Stemmatters is experienced with the production of biological cell- and blood-derived products across all segments of the supply chain, including sourcing and processing of starting materials.

We have experience with isolating blood-derived compounds and producing cell-derived biologics. We provide manufacturing and supply services for biological products and can assist in sourcing of starting materials.

Quality assurance and control is central to patient safety, product performance, regulatory compliance and, ultimately, commercial success.

We understand the importance of developing and operating a full framework of QA / QC practices and procedures and we have experience with a broad range of batch release assays, including but not limited to:

• Endotoxin quantification - LAL test
• Mycoplasma by qPCR
• Sterility assessment
• ELISA/Multiplex for cytokines and growth factor quantification 
• Cell viability and morphology evaluation
• Cell performance evaluation (cell metabolic activity, cell growth, cell phenotypic characterization, gene-expression, among others)

Besides respecting our in-house quality practices, we work closely with our partners to ensure that their own quality programs are robustly implemented into our manufacturing service practices.
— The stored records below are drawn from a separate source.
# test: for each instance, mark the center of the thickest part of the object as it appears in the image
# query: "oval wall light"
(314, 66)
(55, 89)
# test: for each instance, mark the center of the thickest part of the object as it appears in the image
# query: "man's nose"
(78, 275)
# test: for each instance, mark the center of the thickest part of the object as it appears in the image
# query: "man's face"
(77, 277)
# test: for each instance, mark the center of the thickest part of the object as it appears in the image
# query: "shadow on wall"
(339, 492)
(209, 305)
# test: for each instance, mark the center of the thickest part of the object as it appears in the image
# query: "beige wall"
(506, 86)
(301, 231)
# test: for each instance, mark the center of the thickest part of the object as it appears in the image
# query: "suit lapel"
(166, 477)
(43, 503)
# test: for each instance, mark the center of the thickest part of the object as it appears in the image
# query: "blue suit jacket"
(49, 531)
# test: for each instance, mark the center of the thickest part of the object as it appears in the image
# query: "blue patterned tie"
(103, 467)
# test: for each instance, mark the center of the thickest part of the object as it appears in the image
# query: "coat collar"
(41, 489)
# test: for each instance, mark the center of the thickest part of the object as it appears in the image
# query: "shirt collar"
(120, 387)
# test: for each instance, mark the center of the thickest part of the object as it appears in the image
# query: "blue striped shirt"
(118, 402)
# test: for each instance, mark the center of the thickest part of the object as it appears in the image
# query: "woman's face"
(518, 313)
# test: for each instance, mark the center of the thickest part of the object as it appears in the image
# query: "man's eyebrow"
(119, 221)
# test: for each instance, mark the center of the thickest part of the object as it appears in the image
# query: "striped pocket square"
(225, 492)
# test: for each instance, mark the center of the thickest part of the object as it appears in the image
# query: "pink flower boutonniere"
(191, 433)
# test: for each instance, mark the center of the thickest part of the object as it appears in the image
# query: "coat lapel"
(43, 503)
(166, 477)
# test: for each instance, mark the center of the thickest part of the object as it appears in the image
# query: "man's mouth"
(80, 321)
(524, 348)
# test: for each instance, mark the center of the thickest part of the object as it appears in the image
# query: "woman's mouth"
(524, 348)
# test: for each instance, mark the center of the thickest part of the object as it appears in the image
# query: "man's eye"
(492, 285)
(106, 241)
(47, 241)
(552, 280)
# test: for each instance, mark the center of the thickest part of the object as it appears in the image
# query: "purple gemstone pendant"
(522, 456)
Cell banking provides integrity of a cell population and assures that cells are readily available for subsequent application.

Stemmatters offers services to develop and implement procedures for isolation and banking of a large variety of human cells, and to establish and maintain master cell banks (MCB) as well as working cell banks (WCB). Establishing a cell bank ensures a ready and sustainable supply of starting material that is fully qualified according to pre-defined quality specifications.

Storage can be performed in vials and/or bags, in vapour phase liquid nitrogen or in freezers. Cell characterisation and functional assays can be deployed to validate shelf life and storage properties of materials and cells.

Maintaining aseptic conditions through to the final finished product and container closure is critical to protecting product quality.

Stemmatters has several solutions to deliver aseptic fill & finish of biopharmaceuticals and ATMPs. We work with container sizes up to 50 L and can semi-automate sterile fill & finish operations up to 50 mL. Where our solutions are not optimal for your process, we can develop novel solutions bespoke to your needs.

We offer a full range of cost-effective services to develop, implement and validate process-end aseptic fill & finish procedures suitable for your product across a range of technology domains, in compliance with cGMP requirements.